The man answered, “Who is he, sir? I want to believe in him.”
“You have seen him,” Jesus said, “and he is speaking to you!”
“Yes, Lord, I believe!” the man said. And he worshiped Jesus.
Then Jesus told him, “I entered this world to render judgment—to give sight to the blind and to show those who think they see that they are blind.”
Some Pharisees who were standing nearby heard him and asked, “Are you saying we’re blind?”
“If you were blind, you wouldn’t be guilty,” Jesus replied. “But you remain guilty because you claim you can see.” (John 9:35-41)
The man who had been blind had heard the same questions over and over. He did not know how or why he was healed, but he knew that his life had been miraculously changed and he was not afraid to tell the truth. His new faith was severely tested by some of the authorities. He was cursed and evicted from the synagogue. Yet the longer he experienced his new life through Christ, the more confident he became in the one who had healed him. He gained not only physical sight but also spiritual sight as he recognized Jesus first as a prophet (John 9:17), then as his Lord.
The Pharisees, however, were shocked that Jesus thought they were spiritually blind. Jesus countered that they claimed to understand the truth of God while remaining blind to that very truth: Jesus’ identity as the Messiah. To those who remained open and recognized how sin had truly blinded them from knowing the truth, he gave spiritual understanding and insight. But he rejected those who had become complacent, self-satisfied, and blind.
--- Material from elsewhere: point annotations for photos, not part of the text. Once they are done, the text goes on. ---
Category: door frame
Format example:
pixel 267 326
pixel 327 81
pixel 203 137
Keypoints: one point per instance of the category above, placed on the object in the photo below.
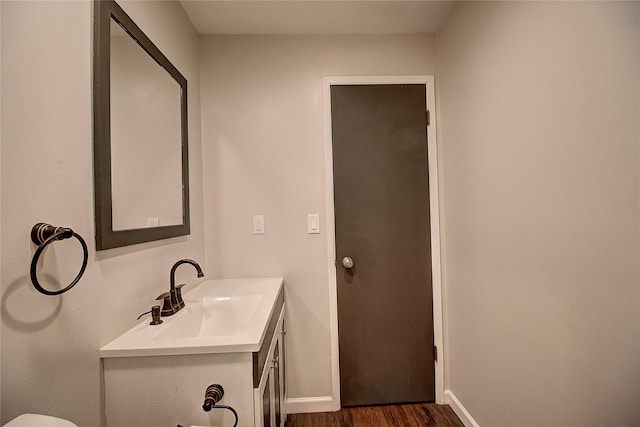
pixel 428 81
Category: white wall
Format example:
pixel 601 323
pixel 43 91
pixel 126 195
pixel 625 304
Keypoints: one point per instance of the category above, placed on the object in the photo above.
pixel 540 133
pixel 262 126
pixel 50 345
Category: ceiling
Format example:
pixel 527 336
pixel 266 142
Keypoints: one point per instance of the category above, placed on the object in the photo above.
pixel 317 17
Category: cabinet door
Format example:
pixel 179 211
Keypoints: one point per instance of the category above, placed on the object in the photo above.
pixel 277 397
pixel 266 403
pixel 283 373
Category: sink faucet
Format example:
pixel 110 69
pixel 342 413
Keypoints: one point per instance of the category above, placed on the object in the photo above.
pixel 173 299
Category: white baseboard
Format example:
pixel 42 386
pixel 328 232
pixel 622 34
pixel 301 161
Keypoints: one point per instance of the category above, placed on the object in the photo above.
pixel 304 405
pixel 460 410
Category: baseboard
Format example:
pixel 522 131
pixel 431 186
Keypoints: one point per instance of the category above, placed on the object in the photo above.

When you turn to Christ, you begin to see him differently. The longer you walk with him, the better you will understand who he is. Peter tells us to “grow in the grace and knowledge of our Lord and Savior Jesus Christ” (2 Peter 3:18). If you want to know more about Jesus, keep walking with him. Trust that he will reveal any “blind spots” you might have about your life—areas where you might be complacent or self-reliant. Ask him to keep you tender toward him.